M.Daigle: Une autre chose très importante, c'est que lorsqu'un militaire n'est plus en mesure d'exécuter ses fonctions et qu'on le libère pour des raisons médicales, il recevait autrefois un motif de libération médical. Par exemple, si vous êtes libéré en vertu du motif 4A, c'est une libération volontaire: il faut quitter les Forces. Si on vous libère en vertu du motif 3B, cela signifie que vous êtes libéré pour une raison médicale. Les personnes libérées par les Forces canadiennes en vertu de ce motif obtiennent donc certaines prestations.

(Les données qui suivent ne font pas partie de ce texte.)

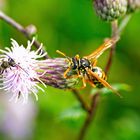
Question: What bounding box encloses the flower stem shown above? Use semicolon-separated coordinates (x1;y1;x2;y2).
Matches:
118;14;132;35
72;89;91;113
77;94;99;140
105;20;118;75
0;10;49;58
105;15;132;75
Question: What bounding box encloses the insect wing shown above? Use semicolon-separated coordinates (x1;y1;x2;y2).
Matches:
88;69;122;98
84;37;119;61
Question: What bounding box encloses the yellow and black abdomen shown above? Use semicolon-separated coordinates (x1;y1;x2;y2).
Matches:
91;66;107;88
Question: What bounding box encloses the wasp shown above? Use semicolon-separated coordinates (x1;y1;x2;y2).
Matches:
56;37;122;97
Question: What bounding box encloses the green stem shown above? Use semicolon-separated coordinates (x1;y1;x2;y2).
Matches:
72;89;91;113
0;10;49;58
105;20;118;75
77;94;99;140
118;14;132;35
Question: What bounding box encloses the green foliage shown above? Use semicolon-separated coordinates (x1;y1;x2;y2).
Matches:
58;105;86;128
0;0;140;140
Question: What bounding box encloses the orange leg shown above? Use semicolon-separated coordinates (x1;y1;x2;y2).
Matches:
86;79;96;88
64;68;82;79
63;68;87;90
88;69;122;98
68;74;87;89
80;77;87;89
73;76;86;90
63;67;71;78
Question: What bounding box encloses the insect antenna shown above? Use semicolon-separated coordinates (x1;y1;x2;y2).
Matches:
56;50;71;61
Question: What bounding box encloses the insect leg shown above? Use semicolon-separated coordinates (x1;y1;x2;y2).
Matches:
63;67;72;78
64;68;82;79
88;69;122;98
86;79;96;88
79;77;86;89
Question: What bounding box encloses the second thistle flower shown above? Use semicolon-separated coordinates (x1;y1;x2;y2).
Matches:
94;0;128;21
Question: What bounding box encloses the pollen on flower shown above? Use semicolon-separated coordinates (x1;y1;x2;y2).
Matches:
0;38;47;103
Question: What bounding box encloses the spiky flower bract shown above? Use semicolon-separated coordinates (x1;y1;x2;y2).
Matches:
38;58;79;89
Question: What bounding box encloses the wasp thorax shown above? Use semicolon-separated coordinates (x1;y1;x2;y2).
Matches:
79;58;91;69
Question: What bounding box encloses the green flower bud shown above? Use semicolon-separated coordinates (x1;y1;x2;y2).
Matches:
94;0;128;21
127;0;140;13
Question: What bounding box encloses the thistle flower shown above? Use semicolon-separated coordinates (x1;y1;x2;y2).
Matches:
94;0;127;21
0;39;78;103
0;38;47;103
37;58;79;89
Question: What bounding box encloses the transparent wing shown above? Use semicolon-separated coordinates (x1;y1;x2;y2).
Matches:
84;37;119;61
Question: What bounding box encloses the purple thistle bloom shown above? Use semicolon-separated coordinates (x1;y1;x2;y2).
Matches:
0;38;78;103
0;38;47;103
38;58;78;89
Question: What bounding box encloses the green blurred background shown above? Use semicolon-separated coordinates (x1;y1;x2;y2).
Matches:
0;0;140;140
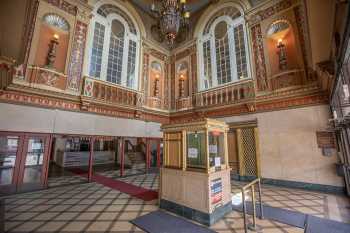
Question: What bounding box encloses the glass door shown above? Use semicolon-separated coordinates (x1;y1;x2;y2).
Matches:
17;135;50;193
0;135;22;195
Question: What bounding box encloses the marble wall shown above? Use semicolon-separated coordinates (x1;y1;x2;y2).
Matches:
0;103;162;138
219;105;344;187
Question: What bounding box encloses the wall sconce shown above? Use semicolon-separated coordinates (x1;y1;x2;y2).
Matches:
179;74;185;98
277;38;287;71
154;74;160;97
46;33;59;68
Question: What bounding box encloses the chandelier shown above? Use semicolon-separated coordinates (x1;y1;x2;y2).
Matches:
151;0;190;45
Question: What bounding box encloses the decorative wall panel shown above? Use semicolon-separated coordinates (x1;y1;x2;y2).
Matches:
239;128;258;176
294;5;309;75
67;21;87;91
44;0;77;16
251;24;268;91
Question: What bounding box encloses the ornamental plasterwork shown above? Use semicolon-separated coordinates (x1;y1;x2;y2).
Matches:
40;70;59;87
77;8;92;23
43;13;70;31
44;0;77;16
247;0;296;26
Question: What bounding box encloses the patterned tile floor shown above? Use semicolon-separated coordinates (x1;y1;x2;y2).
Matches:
1;172;349;233
47;166;147;188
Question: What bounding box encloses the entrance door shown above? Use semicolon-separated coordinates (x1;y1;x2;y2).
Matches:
0;133;50;195
0;134;22;195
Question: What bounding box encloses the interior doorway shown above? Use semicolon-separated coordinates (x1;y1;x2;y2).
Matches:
0;132;51;195
47;135;90;188
227;121;260;178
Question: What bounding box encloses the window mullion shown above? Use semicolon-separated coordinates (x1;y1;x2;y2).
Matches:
133;38;141;90
121;34;130;87
197;39;205;91
101;21;111;81
84;18;96;77
210;35;218;87
243;23;252;80
228;25;238;81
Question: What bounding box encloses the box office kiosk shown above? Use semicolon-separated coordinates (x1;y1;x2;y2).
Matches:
159;119;231;226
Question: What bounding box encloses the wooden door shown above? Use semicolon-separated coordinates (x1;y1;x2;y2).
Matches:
227;130;239;174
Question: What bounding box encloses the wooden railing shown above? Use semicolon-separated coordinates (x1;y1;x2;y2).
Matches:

Au cours des ans, les gens ne voulaient pas attendre trop longtemps pour être libérés, car ils avaient une offre d'emploi ailleurs, et ils quittaient donc les Forces, et lorsque tous les documents étaient signés, les Forces confirmaient qu'ils étaient libérés en vertu du motif 3B. Ainsi, ils changeaient le motif de leur libération de libération volontaire à libération pour raisons médicales, et cela leur permettait d'obtenir les prestations.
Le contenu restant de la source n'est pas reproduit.